Muslim villagers in Pakistan pressure Christians to sell church building

A policeman takes position after gunmen attacked the Bethel Memorial Methodist Church in Quetta, Pakistan December 17, 2017. | Reuters/Naseer Ahmed

Christian residents of a Muslim-majority village in Pakistan are being pressured to sign an agreement to sell off a church building just months after they agreed to stop holding services.

According to World Watch Monitor, Christians in Nayya Sarabah, Toba Tek Singh district have stopped holding services at a church belonging to the Full Gospel Assemblies since before Christmas.

Rafaqat Masih, a union councilor for minorities, noted that Muslim villagers have initially filed a complaint against the church in December 2016, but a compromise had been reached, allowing the Christians to conduct services.

However, another complaint had been filed in December 2017, and Christians were summoned to the police station to sign an agreement.

The agreement reportedly instructs Christians to conduct religious services in their houses, instead of the church.

"There will be no programme in the church. If anyone will violate this agreement, then legal action will be taken. [Christians] will not gather in any house for a religious programme.
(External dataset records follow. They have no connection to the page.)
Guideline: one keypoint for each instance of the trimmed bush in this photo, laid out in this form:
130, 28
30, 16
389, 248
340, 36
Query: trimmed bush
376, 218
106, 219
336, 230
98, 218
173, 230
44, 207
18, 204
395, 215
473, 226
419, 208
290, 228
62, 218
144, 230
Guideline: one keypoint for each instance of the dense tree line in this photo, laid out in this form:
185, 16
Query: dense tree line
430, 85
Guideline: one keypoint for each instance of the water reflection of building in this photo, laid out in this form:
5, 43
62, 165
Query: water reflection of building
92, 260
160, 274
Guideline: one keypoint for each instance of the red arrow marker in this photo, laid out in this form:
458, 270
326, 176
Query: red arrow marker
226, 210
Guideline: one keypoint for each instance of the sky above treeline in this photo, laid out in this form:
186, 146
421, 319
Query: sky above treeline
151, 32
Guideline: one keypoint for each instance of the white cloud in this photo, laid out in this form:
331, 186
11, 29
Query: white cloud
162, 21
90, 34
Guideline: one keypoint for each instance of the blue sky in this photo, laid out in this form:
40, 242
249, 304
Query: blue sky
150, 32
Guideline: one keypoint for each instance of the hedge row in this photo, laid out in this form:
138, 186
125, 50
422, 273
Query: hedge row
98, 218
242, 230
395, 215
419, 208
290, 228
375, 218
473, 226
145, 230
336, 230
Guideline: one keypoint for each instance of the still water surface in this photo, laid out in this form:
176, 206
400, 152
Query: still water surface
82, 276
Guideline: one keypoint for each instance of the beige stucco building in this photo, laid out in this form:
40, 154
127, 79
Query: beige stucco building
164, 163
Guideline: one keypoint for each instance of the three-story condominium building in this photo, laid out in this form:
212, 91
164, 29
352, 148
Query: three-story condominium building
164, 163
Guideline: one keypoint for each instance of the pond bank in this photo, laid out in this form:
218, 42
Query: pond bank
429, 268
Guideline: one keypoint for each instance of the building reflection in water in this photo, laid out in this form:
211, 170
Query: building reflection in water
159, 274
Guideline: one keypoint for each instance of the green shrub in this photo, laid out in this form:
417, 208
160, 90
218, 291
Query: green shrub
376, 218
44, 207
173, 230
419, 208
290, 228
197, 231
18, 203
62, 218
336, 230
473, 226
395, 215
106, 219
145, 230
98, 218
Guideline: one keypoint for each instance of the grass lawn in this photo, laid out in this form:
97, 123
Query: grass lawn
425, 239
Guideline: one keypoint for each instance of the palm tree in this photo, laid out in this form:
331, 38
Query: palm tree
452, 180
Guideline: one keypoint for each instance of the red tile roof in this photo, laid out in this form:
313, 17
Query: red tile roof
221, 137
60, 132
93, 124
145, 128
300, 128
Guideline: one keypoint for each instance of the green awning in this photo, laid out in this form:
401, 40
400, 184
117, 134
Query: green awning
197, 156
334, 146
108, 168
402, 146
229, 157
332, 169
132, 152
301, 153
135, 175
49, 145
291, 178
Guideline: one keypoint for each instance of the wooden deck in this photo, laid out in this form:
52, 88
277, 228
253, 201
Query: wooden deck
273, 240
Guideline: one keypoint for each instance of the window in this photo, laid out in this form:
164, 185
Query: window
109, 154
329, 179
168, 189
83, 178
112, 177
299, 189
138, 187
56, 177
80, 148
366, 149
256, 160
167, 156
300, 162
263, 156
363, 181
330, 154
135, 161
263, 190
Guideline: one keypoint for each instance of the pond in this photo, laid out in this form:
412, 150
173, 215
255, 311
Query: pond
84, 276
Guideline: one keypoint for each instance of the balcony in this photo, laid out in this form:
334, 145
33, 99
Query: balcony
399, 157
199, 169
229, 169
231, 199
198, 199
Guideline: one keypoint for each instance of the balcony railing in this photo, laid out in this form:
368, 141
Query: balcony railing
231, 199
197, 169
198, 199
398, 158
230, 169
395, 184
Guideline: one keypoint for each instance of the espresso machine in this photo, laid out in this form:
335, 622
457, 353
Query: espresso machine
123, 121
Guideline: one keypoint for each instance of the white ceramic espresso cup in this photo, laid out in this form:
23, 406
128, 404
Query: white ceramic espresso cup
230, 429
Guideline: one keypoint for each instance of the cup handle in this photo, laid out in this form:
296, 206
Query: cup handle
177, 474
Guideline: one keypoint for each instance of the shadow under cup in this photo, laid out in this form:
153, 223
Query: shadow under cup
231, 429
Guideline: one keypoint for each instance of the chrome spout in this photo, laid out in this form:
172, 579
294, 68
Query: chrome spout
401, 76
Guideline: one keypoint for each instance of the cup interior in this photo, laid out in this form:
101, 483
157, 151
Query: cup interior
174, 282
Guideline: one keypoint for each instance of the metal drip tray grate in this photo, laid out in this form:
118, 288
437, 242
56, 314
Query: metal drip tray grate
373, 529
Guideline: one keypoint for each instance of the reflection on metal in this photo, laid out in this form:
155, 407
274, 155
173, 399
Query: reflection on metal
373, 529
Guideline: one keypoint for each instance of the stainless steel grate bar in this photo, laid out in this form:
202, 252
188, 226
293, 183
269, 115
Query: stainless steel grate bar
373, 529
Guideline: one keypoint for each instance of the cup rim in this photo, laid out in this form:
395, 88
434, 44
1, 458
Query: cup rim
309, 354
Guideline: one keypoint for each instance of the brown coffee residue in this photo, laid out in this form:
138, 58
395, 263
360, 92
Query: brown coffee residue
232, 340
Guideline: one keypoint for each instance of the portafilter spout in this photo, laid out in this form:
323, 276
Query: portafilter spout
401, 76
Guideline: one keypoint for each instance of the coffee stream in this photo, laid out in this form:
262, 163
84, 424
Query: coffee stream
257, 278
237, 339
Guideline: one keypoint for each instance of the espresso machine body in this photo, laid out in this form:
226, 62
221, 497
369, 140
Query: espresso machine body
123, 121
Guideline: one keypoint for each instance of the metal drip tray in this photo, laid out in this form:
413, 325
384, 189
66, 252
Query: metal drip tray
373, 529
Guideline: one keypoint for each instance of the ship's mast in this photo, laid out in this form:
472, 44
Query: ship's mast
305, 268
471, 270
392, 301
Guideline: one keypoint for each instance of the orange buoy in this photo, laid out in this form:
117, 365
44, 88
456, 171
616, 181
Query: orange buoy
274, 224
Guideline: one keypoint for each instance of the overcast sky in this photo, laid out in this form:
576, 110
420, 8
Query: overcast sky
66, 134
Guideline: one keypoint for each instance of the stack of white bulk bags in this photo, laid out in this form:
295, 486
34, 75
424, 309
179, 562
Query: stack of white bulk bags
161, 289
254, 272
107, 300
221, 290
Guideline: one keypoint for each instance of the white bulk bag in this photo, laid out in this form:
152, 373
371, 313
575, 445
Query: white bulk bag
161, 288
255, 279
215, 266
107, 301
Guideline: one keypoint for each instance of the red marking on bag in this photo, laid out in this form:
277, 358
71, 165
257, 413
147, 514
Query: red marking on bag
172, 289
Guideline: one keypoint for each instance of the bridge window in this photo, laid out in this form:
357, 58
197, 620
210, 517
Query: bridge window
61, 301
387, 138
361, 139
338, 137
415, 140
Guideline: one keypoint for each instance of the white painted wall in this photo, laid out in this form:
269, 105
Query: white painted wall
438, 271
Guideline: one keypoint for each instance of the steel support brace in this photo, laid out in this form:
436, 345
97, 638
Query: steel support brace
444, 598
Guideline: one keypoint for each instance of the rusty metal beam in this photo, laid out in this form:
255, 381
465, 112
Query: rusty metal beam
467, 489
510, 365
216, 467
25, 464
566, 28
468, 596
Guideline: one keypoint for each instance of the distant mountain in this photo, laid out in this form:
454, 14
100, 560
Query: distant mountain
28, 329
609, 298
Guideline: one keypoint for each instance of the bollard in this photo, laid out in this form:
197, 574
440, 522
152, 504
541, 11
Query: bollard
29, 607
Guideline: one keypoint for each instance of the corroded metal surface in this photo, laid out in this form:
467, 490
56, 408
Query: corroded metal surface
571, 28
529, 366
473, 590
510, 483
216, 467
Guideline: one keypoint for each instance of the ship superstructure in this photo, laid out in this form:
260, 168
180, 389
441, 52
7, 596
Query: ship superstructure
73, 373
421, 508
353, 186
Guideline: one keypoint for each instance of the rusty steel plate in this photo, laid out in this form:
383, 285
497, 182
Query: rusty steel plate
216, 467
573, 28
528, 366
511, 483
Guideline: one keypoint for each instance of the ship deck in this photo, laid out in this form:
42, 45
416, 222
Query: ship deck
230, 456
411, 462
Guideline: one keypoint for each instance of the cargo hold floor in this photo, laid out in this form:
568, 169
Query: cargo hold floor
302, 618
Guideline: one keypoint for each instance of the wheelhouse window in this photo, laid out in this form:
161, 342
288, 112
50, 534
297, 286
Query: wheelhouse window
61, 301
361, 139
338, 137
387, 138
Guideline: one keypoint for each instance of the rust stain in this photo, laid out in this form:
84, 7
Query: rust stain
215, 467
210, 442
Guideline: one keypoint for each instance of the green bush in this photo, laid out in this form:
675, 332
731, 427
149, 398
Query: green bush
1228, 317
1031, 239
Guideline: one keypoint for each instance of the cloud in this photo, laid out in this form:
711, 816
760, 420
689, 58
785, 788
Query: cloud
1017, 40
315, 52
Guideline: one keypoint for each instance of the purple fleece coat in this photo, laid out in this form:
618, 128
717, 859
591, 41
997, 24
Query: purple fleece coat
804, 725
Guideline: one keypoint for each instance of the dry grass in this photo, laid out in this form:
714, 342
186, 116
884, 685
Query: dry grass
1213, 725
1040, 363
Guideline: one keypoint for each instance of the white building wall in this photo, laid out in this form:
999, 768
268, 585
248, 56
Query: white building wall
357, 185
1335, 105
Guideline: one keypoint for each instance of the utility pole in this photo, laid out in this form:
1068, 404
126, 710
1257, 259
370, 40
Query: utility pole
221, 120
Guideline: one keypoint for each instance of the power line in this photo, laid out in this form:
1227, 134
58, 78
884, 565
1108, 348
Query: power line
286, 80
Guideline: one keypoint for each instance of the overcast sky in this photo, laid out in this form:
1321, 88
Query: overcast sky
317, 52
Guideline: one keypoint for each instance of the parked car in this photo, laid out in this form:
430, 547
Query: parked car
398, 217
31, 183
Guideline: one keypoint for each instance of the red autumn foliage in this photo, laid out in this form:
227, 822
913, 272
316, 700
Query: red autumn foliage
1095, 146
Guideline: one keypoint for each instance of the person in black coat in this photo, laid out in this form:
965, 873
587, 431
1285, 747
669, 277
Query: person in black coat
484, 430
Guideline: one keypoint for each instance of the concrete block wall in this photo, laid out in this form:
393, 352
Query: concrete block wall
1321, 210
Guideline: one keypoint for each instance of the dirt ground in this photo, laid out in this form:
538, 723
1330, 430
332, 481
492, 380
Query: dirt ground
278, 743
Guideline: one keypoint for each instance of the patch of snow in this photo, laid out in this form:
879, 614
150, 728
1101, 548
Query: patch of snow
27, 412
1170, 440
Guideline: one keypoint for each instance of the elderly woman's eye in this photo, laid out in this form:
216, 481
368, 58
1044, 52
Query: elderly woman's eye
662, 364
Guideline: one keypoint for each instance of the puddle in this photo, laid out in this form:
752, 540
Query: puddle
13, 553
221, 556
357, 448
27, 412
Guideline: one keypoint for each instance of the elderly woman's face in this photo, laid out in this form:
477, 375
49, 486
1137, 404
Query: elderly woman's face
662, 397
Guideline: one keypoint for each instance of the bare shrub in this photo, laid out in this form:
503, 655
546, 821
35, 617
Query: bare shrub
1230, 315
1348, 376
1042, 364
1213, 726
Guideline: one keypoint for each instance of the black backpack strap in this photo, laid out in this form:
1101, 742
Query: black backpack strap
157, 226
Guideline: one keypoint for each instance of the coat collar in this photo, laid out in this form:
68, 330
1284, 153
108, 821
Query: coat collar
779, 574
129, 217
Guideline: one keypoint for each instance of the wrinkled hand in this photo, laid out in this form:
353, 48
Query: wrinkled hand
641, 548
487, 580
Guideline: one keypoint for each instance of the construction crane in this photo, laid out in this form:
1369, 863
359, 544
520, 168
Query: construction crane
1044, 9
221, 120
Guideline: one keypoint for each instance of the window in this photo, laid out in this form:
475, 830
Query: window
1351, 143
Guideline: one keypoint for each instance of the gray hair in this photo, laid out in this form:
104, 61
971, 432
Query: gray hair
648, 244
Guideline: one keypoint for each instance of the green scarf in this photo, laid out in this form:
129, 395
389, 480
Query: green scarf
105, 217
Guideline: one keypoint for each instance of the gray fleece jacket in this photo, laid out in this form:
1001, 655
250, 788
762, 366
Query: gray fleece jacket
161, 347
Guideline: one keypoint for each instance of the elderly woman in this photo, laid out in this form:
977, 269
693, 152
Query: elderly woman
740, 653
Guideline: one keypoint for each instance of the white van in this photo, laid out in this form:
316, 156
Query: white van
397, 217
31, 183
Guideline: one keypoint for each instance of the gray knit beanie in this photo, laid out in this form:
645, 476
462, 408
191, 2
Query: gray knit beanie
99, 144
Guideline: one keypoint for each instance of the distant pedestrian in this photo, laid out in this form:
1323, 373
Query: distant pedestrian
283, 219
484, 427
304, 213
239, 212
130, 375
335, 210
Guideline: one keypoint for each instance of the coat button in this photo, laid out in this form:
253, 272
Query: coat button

If there will be any violation of this, legal action will be taken," the agreement stated, as reported by World Watch Monitor.

Muslim resident Hajji Muhammad Siddique insisted that a church cannot be allowed in the Muslim-majority village.

"Now we are working with the civil administration to give a piece of land to Christians outside the village," Siddique told World Watch Monitor.

"When it is done, we will make the Christians write an agreement that they will sell this current church building or at least dismantle the church structure and crosses," he added.

Masih noted that the land in question has already been designated for a school, and there has been no documentation to prove that the property will be transferred to the Christians.

He also lamented that it had taken several years to build the church in the village. "Now who is going to pay for building from scratch?" Masih asked.

Deputy Superintendent Muhammad Tahir stressed that it was not legal to force Christians to stop holding services. "We are trying to amicably resolve this matter," he said, according to World Watch Monitor.

Masih had also filed an application to the Toba Tek Singh Deputy Commissioner to include the church in the list of religious establishments that must be provided with police security.

Churches in Pakistan are provided with security every Sunday or upon request due to the rise of terrorism in the country. However, the Christians in the village were told that their church was not eligible for security because it was not included in the authorized list of churches.

World Watch Monitor noted that Christians have been visiting the civil administration to obtain a permit to hold services or to ask for an alternative venue for religious functions.

Pakistan has been ranked by the watchdog group Open Doors in the 2018 World Watch List as the fifth worst country in the world when it comes to persecution of Christians.

The organization noted that historic churches in the country are allowed to conduct religious activities, but they are heavily monitored and are often targeted in terrorist attacks.